De acuerdo con integrantes de estos colectivos, la decisión responde al incremento de riesgos en los lugares donde suelen realizarse las jornadas de búsqueda, lo que ha obligado a posponer las actividades al menos hasta el mes de abril.

Las brigadas, integradas en su mayoría por madres, hermanas y familiares de personas desaparecidas, recorren predios, brechas y terrenos en busca de indicios que puedan llevar al paradero de sus seres queridos.

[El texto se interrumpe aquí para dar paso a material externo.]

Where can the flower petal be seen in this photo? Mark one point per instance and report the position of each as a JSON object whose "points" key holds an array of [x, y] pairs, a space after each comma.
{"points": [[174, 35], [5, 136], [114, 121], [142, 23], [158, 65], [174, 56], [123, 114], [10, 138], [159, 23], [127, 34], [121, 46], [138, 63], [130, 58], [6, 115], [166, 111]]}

Sin embargo, la inseguridad ha convertido estas labores en una actividad cada vez más peligrosa.

El anuncio ocurre en uno de los estados con mayor número de personas desaparecidas en el país, una problemática que ha marcado profundamente la vida social de Jalisco durante los últimos años.

Mientras tanto, la situación ha generado indignación pública por el contraste que vive el estado: por un lado, las familias que buscan a sus desaparecidos enfrentan miedo e incertidumbre; por otro, los líderes criminales continúan ejerciendo influencia y poder en distintos territorios.

El caso del funeral de Nemesio Oseguera Cervantes, “El Mencho”, líder del Cártel Jalisco Nueva Generación, ha sido citado como símbolo de ese contraste, luego de que reportes señalaran que fue despedido con lujos y ostentación.

Para colectivos y organizaciones civiles, la realidad es clara: mientras los grupos criminales mantienen poder e impunidad, las familias de desaparecidos enfrentan abandono institucional y riesgos al intentar realizar las tareas que deberían corresponder al Estado.

La suspensión temporal de las brigadas refleja el nivel de inseguridad que persiste en el estado, donde incluso las actividades humanitarias se han vuelto peligrosas.

Diversos sectores han señalado que la situación plantea un reto urgente para las autoridades estatales encabezadas por Movimiento Ciudadano, quienes deben garantizar condiciones de seguridad para que las labores de búsqueda puedan realizarse sin poner en riesgo a quienes las realizan.